Recently,
we’ve been asked what are the potential
military applications of SDN and NFV.
Well,
the first simple example in my mind concerns remote control and program of
(swarms of) drones and robots. In fact, it has been argued several time that “Softwarization” will
transform terminals, tablets, machines, smart thing, drones, robots… into
“meta-node” of SD-Infrastructures (SDI). In general, it’s easy to predict that
the availability of huge amounts of cloud processing and storage,
interconnected by highly flexible and fast SDI, will create a pervasive “machine
intelligence” able to morph space-time physical dimensions, and, in general,
the direct physical presence of humans will be required less and less to
perform certain jobs or tasks.
In
the future, technology will offer increasing capabilities and performance at
lower and lower costs, and it will be more easily accessible. SDIs are likely to become the nervous systems of future Digital Society and Economy. This will create
opportunities and risks: software is vulnerable by definition.
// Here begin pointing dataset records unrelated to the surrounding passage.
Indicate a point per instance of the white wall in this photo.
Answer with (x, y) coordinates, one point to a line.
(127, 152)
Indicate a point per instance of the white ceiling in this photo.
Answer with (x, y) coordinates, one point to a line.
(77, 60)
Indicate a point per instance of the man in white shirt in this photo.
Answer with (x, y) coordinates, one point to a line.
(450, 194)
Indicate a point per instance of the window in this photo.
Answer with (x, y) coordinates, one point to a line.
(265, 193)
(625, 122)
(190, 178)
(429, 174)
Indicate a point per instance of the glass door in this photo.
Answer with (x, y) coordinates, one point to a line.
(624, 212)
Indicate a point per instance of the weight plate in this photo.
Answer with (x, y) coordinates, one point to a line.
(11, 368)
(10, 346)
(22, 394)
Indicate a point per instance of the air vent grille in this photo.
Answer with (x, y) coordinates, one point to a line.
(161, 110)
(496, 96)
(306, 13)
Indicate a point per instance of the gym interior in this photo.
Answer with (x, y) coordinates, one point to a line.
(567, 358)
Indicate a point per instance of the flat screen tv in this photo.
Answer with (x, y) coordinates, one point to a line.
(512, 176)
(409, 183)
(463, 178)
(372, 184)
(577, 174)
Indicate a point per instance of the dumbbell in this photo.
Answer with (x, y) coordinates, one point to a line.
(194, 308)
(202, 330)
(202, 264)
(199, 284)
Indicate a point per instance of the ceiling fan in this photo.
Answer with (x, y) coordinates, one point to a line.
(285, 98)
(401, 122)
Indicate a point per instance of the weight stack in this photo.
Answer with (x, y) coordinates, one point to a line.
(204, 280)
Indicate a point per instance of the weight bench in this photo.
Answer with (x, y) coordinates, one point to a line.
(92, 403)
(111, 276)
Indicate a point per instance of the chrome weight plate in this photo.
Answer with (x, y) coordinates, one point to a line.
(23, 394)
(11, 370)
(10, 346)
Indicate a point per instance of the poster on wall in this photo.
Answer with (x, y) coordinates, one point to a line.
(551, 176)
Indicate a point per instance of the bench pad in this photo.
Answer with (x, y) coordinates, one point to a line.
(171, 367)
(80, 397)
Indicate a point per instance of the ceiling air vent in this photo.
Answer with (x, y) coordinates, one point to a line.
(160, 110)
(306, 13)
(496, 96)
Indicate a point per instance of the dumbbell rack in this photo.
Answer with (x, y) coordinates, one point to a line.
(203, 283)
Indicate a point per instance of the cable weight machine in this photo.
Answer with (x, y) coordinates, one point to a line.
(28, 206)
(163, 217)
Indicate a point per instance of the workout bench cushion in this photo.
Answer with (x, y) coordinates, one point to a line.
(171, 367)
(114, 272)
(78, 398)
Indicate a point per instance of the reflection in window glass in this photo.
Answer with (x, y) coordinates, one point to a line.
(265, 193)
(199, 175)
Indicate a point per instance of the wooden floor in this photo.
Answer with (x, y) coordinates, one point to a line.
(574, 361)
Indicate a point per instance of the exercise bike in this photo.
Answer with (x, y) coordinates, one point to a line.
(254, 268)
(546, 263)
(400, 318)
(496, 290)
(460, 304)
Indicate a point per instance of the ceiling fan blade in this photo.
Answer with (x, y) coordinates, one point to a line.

Future SDI will be by definition a vulnerable infrastructure that needs to be secured against attacks and made resilient. Security should be part of the smartness (i.e., we always talk about smart grids, smart cities, smart objects…etc). Possible
scenarios? It’s just a matter of “imagination”. Nevertheless, I guess it’s much
more important concentrating on how to contain the threats, or predict, tame
the risks posed by some uses of Softwarization.
Security-by-design
should be, in my opinion, one of the key top-priority avenues concerning SDN
and NFV. And, new techniques should be identified to complement the current approaches adopted in legacy infrastructures.
Softwarization, for example, could bring the
ability for security policies to follow logically specific network functions (in logical containers, VMs). More in general, cyberspace
is definitely becoming a Complex
Adaptive System: in this sense both local self-organization/emergent behaviours (with
simple rules) and global Big Data analysis (making use of methods and
algorithms for detecting suspicious data patters, anonymously) could contribute
protecting SDI (e.g., through adopting 'honeypot' approaches to detect and block SDI attacks).